Cross-tenant vulnerabilities on the CSP’s side can be particularly concerning because it is outside of the consumers control and the CSP must address the issue to avoid impacting a potentially exponential number of customers. Cloud computings success has an underlying dependency on cloud consumers being able to trust the CSP’s measures to prevent multi-tenant security issues on their side of the Shared Responsibility Model. If you aren’t familiar with the Shared Responsibility Model, please check out my article on CSO Online here.

A couple of recent examples from December 2022 include a vulnerability in Amazon Web Services (AWS) Elastic Container Registry (ECR) service, which was documented by cloud security vendor Lightspin, in this excellent article.

Another example is a vulnerability in Azure’s Cognitive Search service which revolved around a cross-tenant network bypass vulnerability, and was summarized by Mnemonic in this article.

Christophe Parisel did a great job documenting both vulnerabilities in two of the largest CSP’s in this post, including their Cloud Vuln DB scores and citing the articles describing the vulnerabilities that I linked to above.

While the above examples are tied to the CSP, multi-tenant security concerns exist among cloud consumers as well. For example, some cloud consumers may have specific regulatory or security requirements that drive them to use dedicated virtual instances, such as AWS’s Dedicated Instances, which ensure that the consumers virtual instances run on hardware that is dedicated to a single customer or tenant.

There are also of course examples where entire cloud environments and models are oriented around a specific customer, tenant or organization, such as AWS and Azure’s Government regions. One such example includes the U.S. Department of Defense (DoD) which has specific separation requirements captured in its Cloud Security Requirements Guide (SRG). They utilize specific Impact Levels (IL)’s to discuss data and its associated sensitivity and segmentation requirements (along with other requirements such as personnel and their citizenship and security clearance).

Another example is when consumers increasingly adopt Platform-as-a-Service (PaaS) models in environments leveraging technologies such as Kubernetes and Containerization. Kubernetes provides robust documentation defining best practices for various tenancy models, and different tenancy models which they consider “soft” or “hard” multi-tenancy, each with different levels of logical segmentation. Examples of this are common among the DoD/Federal “Software Factory” ecosystem. Notable examples in the DoD include Army’s Software Factory, Air Force’s Platform One and also Kessel Run among others.

This is a blossoming ecosystem of nearly 30 entities that include an environment, developers, users and management working together to create and deliver software for DoD/Federal missions and use cases. These environments often utilize PaaS implementations building on Cloud environments with Kubernetes and Containers.

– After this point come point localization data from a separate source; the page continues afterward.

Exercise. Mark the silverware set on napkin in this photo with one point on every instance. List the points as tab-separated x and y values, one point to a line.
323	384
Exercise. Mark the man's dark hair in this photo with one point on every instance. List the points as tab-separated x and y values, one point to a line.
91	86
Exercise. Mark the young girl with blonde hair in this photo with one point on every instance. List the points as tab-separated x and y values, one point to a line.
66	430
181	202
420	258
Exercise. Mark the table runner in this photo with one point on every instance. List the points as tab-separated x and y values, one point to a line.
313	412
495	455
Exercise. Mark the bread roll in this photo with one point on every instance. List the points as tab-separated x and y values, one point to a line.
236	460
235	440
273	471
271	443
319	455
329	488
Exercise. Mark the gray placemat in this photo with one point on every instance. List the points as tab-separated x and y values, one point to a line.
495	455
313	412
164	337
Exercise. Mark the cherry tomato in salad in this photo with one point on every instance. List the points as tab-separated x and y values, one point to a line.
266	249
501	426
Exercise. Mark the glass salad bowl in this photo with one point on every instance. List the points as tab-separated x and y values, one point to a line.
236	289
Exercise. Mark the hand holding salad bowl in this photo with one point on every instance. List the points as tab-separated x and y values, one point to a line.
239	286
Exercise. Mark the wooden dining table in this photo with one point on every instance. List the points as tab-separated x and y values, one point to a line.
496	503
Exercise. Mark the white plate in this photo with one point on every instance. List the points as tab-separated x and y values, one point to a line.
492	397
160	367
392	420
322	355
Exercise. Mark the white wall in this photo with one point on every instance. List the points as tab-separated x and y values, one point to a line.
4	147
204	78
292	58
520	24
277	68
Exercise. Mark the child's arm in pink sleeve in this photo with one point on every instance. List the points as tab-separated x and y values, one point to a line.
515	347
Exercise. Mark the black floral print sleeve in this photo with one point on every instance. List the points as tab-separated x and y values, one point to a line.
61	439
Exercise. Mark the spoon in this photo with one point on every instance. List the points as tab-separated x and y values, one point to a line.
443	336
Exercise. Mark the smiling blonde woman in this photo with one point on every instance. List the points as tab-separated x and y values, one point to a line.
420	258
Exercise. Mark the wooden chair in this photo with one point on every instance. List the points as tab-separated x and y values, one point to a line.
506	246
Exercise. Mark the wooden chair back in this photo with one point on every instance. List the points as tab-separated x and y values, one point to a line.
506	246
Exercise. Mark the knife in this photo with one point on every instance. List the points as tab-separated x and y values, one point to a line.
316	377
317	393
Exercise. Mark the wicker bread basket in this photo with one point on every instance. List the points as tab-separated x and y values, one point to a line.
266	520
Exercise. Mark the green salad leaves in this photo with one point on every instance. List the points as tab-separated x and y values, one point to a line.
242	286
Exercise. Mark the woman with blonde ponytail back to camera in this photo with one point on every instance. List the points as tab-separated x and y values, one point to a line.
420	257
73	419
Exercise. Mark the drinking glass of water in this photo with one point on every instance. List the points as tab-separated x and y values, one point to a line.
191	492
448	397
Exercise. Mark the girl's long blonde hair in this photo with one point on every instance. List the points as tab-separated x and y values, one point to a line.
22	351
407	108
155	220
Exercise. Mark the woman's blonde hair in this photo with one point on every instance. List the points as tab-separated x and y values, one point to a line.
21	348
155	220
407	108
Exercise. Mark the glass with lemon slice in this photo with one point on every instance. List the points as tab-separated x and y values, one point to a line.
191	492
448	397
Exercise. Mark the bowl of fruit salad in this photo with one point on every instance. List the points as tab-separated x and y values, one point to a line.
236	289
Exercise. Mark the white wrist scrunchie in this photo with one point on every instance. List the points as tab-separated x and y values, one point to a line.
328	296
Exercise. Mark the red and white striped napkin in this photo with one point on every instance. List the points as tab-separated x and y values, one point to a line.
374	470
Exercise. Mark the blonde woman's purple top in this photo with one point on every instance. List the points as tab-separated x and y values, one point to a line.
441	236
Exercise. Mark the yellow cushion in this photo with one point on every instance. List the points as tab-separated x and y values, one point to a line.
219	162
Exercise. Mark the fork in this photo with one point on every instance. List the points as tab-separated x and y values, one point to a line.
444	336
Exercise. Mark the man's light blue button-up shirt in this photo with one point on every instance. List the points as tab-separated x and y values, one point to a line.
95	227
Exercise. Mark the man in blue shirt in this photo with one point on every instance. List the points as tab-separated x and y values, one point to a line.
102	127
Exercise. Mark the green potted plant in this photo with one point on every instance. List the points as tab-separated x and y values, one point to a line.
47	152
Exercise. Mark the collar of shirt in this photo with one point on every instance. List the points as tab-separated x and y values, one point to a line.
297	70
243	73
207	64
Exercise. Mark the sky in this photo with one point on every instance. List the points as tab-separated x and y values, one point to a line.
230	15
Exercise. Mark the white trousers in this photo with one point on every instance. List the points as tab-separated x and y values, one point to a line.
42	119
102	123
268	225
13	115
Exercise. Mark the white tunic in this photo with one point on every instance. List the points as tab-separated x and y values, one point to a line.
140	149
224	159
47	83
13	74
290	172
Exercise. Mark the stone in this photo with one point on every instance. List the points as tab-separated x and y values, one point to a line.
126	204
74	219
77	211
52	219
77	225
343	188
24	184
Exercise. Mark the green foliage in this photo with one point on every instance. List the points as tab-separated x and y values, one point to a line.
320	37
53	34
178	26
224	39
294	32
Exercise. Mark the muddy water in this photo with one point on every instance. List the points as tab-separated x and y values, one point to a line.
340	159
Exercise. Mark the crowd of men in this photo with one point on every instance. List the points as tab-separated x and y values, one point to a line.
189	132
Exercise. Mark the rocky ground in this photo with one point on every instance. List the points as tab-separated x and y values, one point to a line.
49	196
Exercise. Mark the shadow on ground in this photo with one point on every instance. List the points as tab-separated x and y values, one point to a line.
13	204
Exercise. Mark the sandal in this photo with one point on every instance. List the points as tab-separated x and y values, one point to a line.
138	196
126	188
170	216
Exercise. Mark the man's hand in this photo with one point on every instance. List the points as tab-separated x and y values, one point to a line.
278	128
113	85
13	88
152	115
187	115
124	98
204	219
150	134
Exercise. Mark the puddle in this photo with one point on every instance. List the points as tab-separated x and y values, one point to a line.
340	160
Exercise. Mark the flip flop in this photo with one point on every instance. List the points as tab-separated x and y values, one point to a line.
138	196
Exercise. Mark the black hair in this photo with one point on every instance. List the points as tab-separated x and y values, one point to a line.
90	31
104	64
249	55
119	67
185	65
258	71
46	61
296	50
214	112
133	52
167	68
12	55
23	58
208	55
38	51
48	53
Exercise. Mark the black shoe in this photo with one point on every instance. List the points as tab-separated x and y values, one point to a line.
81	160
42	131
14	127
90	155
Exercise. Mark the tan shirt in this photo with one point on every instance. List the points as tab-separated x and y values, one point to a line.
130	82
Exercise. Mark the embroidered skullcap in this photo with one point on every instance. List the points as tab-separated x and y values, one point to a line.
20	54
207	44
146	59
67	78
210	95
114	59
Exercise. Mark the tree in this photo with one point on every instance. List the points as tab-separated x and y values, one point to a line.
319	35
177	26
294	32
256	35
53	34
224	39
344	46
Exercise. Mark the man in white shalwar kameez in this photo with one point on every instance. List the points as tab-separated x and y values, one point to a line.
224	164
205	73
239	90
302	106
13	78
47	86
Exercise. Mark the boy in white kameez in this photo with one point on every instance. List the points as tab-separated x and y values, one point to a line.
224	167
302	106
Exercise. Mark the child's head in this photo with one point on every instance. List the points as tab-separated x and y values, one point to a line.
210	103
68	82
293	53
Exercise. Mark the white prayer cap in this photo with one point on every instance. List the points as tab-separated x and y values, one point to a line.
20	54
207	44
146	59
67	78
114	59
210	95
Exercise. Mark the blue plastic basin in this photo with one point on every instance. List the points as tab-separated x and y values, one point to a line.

While cross-tenant vulnerabilities in the commercial sector may involve impacting various businesses and data such as payment card or healthcare data, on the DoD and Federal Government front, cross-tenant vulnerabilities and incidents could impact critical citizen services and data or military missions and functions.

As organizations build out internal PaaS environments for their various development teams and business units or SaaS providers utilize Kubernetes to host various SaaS consumers, these sort of best practices can be implemented to ensure the risk between tenants is mitigated while still taking advantage of the value of container orchestration for workloads. This framework is also useful for modeling tenant isolation in IaaS models using their respective boundaries and mechanisms which I will discuss below.

PEACH Framework

The PEACH Framework is created to address the tenant isolation problem in the industry. They cite various examples such as ChaosDB and ExtraReplica where cross-tenant vulnerabilities allowed malicious actors to access data across customers and tenants that reside in cloud environments, in this case using vulnerabilities on the CSP’s side of the responsibility model. That said, the model is also applicable to and useful for internally managed PaaS implementations like I’ve discussed above.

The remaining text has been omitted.